また、本発明は、還元剤、酸又はその塩、界面活性剤、及びプロテアーゼの内の少なくとも一つを含む、アディポネクチン総量の免疫学的測定用試料の前処理剤であって試料を煮沸することなく前処理する前処理剤を提供するものである。
また本発明は、アディポネクチンを含む試料に、還元剤、酸又はその塩、界面活性剤、及びプロテアーゼの内の少なくとも一つを加え、試料とともに煮沸することなく作用させた後、免疫学的にアディポネクチンを測定することを特徴とする、試料中のアディポネクチン総量の測定方法を提供するものである。

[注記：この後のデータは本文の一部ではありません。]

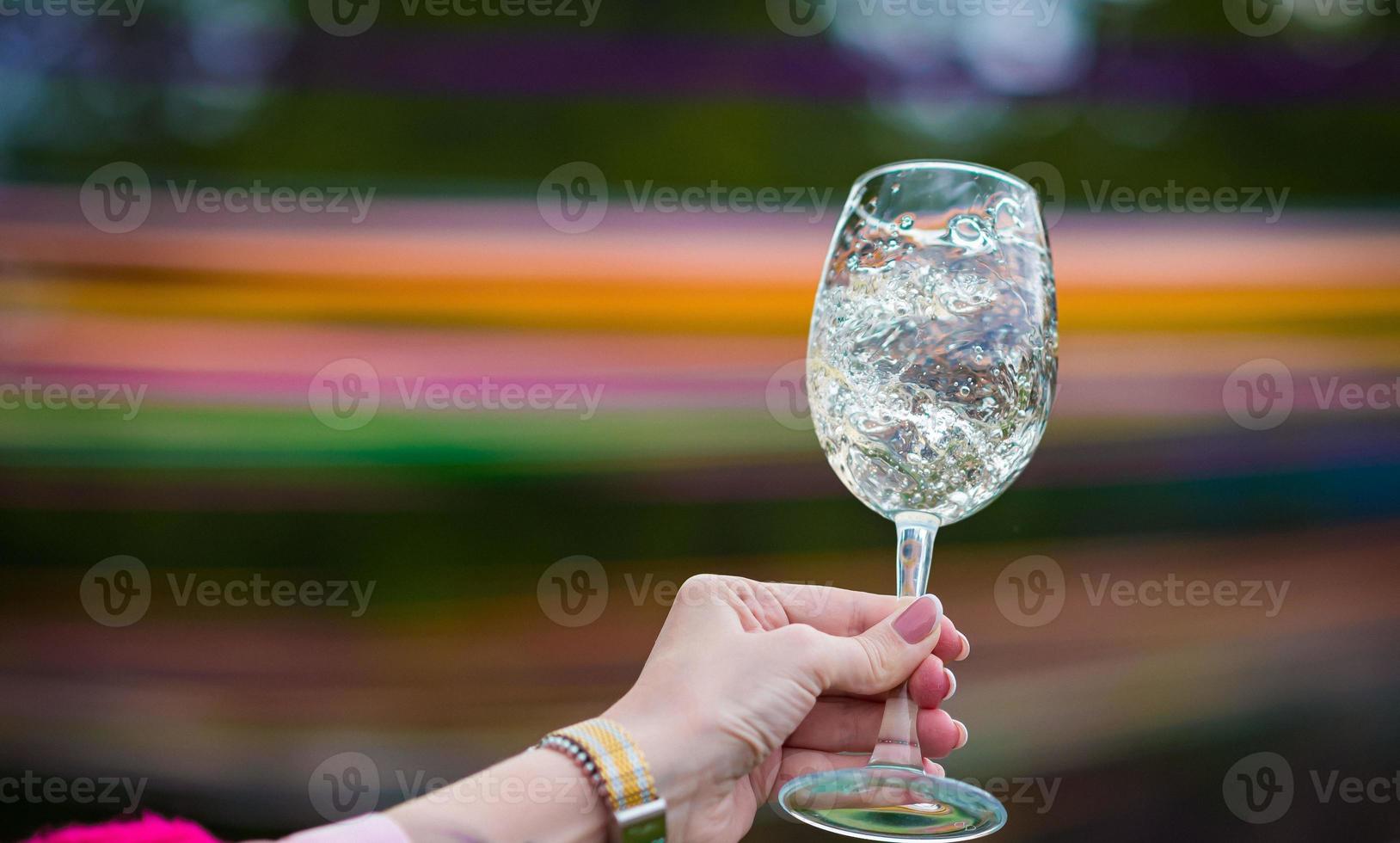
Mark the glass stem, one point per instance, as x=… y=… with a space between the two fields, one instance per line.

さらに本発明は、還元剤、酸又はその塩、界面活性剤、及びプロテアーゼの内の少なくとも一つを含む第一試薬とアディポネクチンを測定するための抗体を担持させた不溶性担体を含む第二試薬よりなるアディポネクチン総量の免疫学的測定試薬であって、試料と第一試薬の反応を煮沸することなく行うための免疫学的測定試薬を提供するものである。
【発明の効果】
【0015】
本発明によれば、種々の多量体が混在する生体試料中のアディポネクチン総量を簡便、迅速かつ正確に測定することができる。
【図面の簡単な説明】
【0016】
【図1】ヒト血清中のアディポネクチンをウエスタンブロティング法により解析した図である。
【図2】LTIA試薬とプロテアーゼ処理したアディポネクチンとの反応性を示した図である。
【図3】ELISA試薬とプロテアーゼ処理したアディポネクチンとの反応性を示した図である。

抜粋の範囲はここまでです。